A post by Gonzalo Méndez, Tech Lead at Interactiv4

A few weeks ago, I attended CommitConf 2025, and—unsurprisingly—AI was the main topic. Technical talks, heated debates, a few fanboy moments… and a lot of questions about how AI fits (and disrupts) the way we build software.

One talk in particular, from the folks at Codely, showed just how easy it is to integrate an AI agent into an application. Easy, yes—but actually useful?

AI, the new Bluetooth?

AI has become the new buzzword. Everything needs AI. Like that electric toothbrush I bought years ago with Bluetooth (still no idea why). Now there’s a new version that proudly says “WITH AI” on the box. What does it do? Talk to me? Fix my brushing technique? Nobody knows. But hey, it has the label.

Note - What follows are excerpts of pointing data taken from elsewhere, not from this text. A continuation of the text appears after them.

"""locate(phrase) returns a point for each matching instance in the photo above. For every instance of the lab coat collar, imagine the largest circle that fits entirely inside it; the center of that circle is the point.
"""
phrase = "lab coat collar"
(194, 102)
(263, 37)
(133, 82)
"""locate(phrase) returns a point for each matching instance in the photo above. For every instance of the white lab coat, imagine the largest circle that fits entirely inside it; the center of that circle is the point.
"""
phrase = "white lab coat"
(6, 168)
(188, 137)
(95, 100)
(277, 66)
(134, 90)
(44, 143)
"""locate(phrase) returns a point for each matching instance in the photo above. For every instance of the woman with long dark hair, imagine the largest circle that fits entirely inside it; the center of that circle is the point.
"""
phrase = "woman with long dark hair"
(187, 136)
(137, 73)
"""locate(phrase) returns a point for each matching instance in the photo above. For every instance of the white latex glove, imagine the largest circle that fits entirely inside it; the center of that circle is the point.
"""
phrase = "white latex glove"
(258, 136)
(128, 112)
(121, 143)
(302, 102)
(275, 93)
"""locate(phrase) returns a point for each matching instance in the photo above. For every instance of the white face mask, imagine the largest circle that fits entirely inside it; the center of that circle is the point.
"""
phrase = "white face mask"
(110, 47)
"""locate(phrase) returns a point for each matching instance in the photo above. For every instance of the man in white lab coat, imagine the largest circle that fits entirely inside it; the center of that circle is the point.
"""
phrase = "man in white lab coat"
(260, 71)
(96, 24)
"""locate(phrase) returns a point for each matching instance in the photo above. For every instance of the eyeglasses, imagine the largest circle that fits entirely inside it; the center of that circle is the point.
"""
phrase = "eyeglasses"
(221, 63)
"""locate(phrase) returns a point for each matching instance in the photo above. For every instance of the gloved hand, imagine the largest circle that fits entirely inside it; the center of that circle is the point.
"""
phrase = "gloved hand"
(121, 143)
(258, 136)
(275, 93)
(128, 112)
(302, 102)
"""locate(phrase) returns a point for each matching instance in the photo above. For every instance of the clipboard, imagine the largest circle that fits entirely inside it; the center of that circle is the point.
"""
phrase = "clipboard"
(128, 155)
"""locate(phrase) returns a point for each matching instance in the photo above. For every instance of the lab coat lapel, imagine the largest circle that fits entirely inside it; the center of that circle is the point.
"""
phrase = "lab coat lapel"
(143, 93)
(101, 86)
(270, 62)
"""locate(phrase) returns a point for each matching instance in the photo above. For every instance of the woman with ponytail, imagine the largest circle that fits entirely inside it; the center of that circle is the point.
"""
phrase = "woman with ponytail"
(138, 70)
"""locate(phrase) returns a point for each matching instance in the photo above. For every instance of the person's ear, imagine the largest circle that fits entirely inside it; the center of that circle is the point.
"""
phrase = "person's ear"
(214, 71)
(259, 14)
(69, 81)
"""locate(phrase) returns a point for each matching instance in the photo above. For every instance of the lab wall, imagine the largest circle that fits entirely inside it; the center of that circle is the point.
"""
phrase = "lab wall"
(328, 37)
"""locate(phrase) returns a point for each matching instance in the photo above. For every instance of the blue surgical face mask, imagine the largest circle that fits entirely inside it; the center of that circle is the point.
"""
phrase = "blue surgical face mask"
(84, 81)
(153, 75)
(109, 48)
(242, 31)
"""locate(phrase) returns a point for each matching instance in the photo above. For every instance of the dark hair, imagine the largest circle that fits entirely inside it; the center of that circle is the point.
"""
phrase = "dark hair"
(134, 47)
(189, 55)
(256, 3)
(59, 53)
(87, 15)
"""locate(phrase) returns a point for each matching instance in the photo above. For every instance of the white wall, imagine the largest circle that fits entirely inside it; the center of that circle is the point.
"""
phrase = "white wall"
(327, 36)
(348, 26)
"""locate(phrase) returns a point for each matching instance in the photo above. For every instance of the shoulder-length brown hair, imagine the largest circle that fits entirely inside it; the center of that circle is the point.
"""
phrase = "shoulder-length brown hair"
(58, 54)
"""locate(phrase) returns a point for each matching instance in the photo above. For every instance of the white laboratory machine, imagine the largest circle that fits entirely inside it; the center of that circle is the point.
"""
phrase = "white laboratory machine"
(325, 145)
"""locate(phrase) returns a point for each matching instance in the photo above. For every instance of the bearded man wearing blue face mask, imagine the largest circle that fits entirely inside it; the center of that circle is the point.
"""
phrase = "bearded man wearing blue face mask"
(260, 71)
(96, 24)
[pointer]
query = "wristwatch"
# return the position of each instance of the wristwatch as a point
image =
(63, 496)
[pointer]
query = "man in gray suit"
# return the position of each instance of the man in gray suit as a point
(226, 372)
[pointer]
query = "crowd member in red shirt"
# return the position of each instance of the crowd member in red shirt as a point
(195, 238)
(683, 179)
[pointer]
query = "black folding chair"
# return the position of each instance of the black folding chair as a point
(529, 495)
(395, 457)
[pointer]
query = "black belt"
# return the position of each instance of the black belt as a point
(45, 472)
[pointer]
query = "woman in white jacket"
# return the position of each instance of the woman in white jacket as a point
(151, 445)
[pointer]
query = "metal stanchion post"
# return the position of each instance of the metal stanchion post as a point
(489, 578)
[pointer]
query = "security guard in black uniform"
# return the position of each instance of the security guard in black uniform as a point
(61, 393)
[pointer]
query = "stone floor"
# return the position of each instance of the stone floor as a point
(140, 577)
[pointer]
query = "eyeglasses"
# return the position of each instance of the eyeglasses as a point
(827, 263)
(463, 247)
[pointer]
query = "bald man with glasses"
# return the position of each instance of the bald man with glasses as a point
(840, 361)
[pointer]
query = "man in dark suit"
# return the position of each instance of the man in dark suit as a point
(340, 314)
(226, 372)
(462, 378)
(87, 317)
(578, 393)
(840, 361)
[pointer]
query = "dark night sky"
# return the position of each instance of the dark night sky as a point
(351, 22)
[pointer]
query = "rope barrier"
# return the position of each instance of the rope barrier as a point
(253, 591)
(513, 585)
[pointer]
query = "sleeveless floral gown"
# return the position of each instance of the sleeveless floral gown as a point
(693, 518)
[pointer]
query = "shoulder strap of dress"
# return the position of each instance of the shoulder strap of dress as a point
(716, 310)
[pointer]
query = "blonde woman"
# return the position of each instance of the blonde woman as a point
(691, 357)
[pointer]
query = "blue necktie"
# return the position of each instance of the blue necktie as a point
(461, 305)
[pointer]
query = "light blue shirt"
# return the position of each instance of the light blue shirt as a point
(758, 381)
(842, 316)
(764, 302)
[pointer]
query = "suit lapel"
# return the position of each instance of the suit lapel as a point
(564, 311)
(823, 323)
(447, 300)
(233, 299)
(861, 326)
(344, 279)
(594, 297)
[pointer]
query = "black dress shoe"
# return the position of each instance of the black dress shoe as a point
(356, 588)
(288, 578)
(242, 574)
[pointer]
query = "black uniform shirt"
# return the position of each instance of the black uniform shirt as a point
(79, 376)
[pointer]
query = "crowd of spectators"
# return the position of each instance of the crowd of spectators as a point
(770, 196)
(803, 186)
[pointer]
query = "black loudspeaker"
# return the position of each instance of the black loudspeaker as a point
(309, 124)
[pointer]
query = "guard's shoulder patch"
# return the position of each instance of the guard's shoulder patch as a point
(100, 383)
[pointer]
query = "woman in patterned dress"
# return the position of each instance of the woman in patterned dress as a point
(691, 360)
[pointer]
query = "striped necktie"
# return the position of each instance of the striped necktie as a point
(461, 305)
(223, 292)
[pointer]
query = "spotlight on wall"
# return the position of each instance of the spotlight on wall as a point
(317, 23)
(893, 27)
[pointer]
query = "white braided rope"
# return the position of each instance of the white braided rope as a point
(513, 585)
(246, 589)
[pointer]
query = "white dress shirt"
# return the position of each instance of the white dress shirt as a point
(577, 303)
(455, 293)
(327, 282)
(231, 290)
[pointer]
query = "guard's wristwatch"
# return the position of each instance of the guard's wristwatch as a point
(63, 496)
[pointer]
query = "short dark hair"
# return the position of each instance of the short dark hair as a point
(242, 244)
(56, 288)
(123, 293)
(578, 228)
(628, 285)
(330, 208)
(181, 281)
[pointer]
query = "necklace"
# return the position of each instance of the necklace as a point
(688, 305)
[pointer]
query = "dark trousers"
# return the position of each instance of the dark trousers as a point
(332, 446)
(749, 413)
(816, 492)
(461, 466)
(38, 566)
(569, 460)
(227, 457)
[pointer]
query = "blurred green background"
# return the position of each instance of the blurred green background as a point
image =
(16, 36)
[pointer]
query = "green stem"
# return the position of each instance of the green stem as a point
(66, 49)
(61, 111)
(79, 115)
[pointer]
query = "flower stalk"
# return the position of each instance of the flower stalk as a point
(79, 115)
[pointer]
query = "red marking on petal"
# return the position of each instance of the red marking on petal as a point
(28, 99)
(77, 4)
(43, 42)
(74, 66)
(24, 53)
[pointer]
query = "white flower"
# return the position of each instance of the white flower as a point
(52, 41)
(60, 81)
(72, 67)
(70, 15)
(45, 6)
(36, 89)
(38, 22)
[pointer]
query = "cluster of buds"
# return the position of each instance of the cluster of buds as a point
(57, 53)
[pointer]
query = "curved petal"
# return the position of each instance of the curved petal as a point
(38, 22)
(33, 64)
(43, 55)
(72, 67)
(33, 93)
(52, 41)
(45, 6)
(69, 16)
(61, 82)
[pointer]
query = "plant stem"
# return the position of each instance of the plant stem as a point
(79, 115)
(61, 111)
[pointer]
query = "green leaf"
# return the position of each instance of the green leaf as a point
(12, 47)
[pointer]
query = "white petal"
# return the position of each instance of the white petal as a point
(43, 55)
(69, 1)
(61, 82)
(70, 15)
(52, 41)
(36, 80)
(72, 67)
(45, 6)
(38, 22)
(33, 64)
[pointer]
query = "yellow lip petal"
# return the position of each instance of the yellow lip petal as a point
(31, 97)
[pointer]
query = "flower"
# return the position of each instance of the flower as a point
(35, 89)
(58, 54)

So yeah—your clients, our clients, everyone’s clients will ask for AI in their apps. Why? That’s for the business team to figure out.

How (not) to code with AI

I use AI every day. Not to integrate it into products, but as a coding companion. And yes, the way we work has changed. It’s evolving so fast that this article may be outdated in a few weeks.

There’s excitement, concern, and questions about whether it truly “learns”, how it writes code, and how much we can trust it.

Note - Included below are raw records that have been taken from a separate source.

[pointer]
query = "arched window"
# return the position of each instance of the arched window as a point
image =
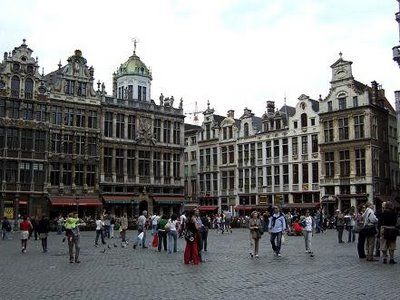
(15, 86)
(304, 120)
(246, 129)
(28, 88)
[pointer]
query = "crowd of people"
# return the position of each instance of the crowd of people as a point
(376, 230)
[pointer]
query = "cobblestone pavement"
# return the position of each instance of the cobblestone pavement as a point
(228, 273)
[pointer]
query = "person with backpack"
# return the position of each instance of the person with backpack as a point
(277, 226)
(5, 228)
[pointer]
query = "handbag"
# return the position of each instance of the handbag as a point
(369, 230)
(390, 234)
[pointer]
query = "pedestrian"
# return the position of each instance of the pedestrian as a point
(191, 254)
(172, 234)
(339, 222)
(5, 228)
(206, 225)
(370, 222)
(72, 232)
(25, 227)
(277, 226)
(162, 229)
(43, 230)
(255, 227)
(142, 224)
(389, 232)
(308, 229)
(112, 226)
(99, 231)
(123, 228)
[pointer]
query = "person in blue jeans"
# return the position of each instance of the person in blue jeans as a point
(172, 234)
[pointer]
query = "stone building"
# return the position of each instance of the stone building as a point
(354, 144)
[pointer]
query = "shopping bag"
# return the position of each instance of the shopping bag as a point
(155, 241)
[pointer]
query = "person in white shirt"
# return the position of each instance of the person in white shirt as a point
(99, 231)
(308, 228)
(172, 234)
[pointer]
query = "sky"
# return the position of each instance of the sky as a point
(234, 53)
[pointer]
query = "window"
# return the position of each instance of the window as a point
(69, 117)
(131, 163)
(343, 129)
(90, 175)
(120, 128)
(68, 143)
(342, 103)
(157, 130)
(315, 172)
(15, 86)
(92, 119)
(176, 168)
(328, 131)
(314, 143)
(359, 127)
(295, 174)
(329, 105)
(295, 146)
(224, 152)
(355, 101)
(276, 148)
(285, 148)
(305, 173)
(67, 173)
(177, 133)
(167, 131)
(40, 112)
(329, 164)
(40, 141)
(56, 115)
(13, 109)
(157, 164)
(108, 155)
(119, 162)
(78, 174)
(304, 144)
(246, 130)
(108, 128)
(285, 174)
(360, 162)
(26, 140)
(167, 165)
(80, 145)
(56, 143)
(344, 156)
(276, 175)
(82, 89)
(80, 118)
(27, 110)
(268, 175)
(92, 146)
(303, 120)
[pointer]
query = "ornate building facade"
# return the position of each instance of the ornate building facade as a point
(65, 146)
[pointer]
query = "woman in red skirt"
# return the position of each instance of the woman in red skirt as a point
(191, 254)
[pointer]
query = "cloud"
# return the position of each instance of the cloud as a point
(234, 53)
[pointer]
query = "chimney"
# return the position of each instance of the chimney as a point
(270, 107)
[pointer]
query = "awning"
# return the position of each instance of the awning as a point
(119, 200)
(207, 207)
(73, 201)
(301, 205)
(178, 199)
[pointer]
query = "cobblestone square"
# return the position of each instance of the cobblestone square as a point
(228, 273)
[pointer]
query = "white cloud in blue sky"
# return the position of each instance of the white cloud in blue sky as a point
(234, 53)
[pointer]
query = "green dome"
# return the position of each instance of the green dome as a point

One interesting stat I saw in a talk by @vilojona:

  • 29% of the code generated by Copilot is correct
  • 20% is partially correct
  • 51% is wrong

One thing it does have is creativity. AI tends to hallucinate—badly. If you’re not careful, it’ll give you a wild mix of DDD and Lord of the Rings in the same snippet.

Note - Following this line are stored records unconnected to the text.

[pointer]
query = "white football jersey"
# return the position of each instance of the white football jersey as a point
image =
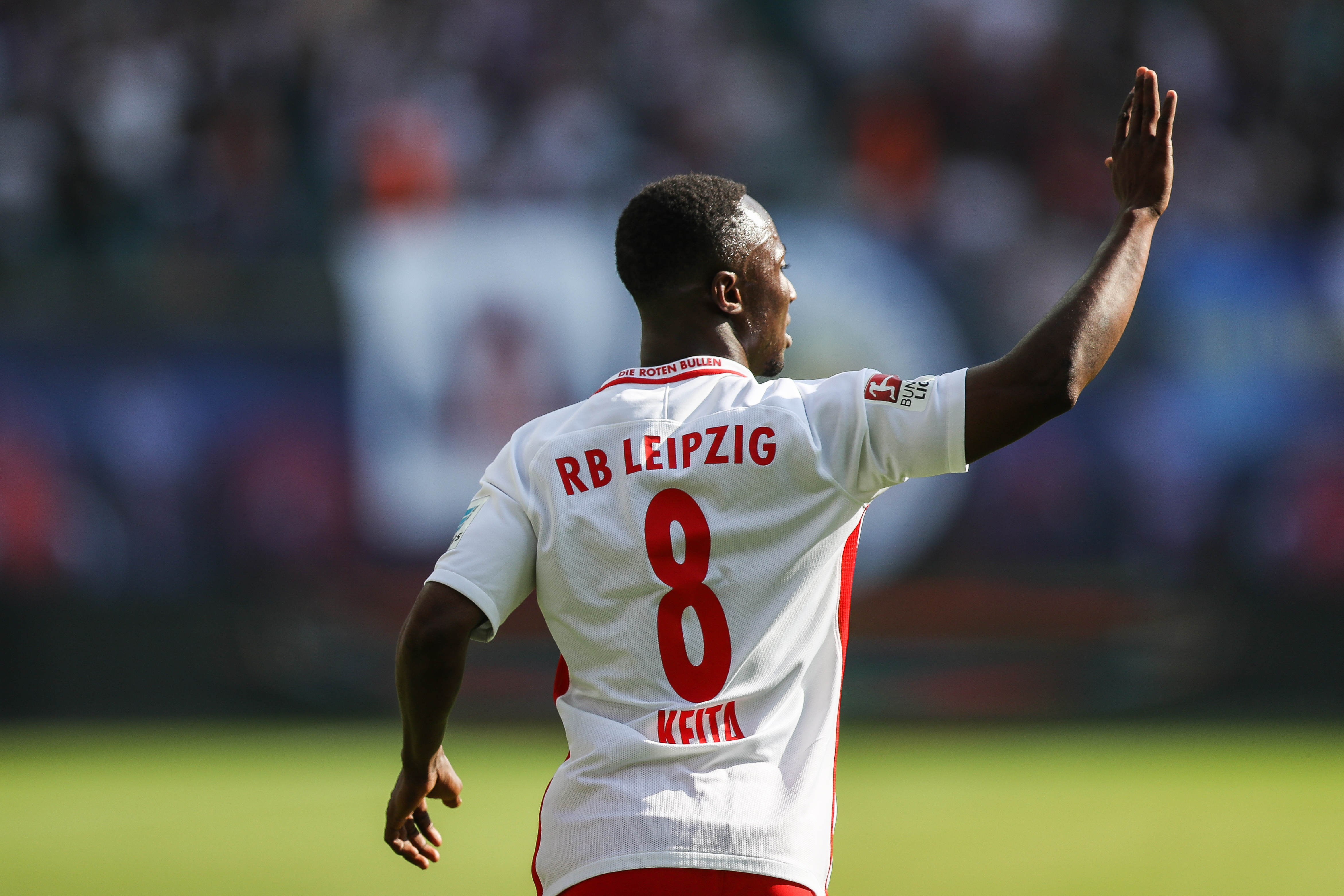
(691, 537)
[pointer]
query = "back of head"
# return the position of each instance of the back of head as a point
(673, 234)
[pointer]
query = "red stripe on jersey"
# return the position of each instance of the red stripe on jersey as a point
(679, 882)
(537, 879)
(655, 381)
(847, 559)
(562, 680)
(558, 690)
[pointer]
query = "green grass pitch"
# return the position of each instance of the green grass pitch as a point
(924, 812)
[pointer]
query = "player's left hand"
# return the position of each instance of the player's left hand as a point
(409, 831)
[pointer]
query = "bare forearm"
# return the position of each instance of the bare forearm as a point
(431, 659)
(1080, 334)
(1044, 375)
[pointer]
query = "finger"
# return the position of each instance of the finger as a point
(1136, 111)
(406, 850)
(427, 827)
(1152, 105)
(1123, 123)
(412, 836)
(425, 850)
(1168, 119)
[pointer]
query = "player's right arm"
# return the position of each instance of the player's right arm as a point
(1044, 375)
(431, 659)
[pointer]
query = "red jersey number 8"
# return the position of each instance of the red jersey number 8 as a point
(702, 683)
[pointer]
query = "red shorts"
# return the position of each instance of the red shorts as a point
(681, 882)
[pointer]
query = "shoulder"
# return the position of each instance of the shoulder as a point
(605, 409)
(842, 387)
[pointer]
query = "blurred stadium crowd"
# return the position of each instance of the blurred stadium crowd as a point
(175, 179)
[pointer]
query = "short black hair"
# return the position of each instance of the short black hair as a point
(674, 232)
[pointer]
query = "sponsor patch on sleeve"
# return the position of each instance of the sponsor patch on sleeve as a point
(912, 395)
(472, 510)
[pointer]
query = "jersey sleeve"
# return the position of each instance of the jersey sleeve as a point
(492, 557)
(877, 430)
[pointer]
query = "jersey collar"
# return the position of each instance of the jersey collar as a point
(678, 371)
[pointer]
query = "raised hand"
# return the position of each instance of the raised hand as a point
(409, 832)
(1140, 162)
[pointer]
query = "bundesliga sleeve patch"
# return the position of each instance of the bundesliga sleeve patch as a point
(478, 503)
(912, 395)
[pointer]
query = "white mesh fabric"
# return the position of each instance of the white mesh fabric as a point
(627, 798)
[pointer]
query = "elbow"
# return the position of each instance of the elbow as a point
(440, 619)
(1064, 399)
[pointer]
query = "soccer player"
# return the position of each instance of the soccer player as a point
(691, 534)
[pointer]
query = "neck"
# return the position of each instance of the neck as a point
(670, 338)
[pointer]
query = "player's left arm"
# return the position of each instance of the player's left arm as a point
(1044, 375)
(431, 659)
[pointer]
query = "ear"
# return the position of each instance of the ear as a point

So… do we just need to ask better?

What if we use a specific language to tell the AI exactly what we want?

Wait a minute… using a precise language to tell a machine what to do… sounds familiar? We already have that. It’s called programming.

AI might just be another abstraction layer—above the languages we use. But it still needs the same things: context, structure, and intent.

How to Get Decent Code (with AI as a Copilot)

Here are a few practices I apply (and recommend) when coding with AI:

🧠 1. Design first

Don’t start asking for code without knowing what you want. You can even chat with the AI about design patterns. Sometimes it gets them right—names and all, which I can’t always remember myself.

🧼 2. Keep your code clean

The clearer and more structured your code, the better the AI’s output.

🔧 3. Divide and conquer

Yes, it’s a cliché. SOLID and all that… But seriously: ask for small functions and classes. Don’t expect it to build a whole feature in one go. The longer or more complex the request, the higher the chance it fails or hallucinates.

Forget spaghetti code. It’s bad enough when humans write it. If AI does, it’s a disaster.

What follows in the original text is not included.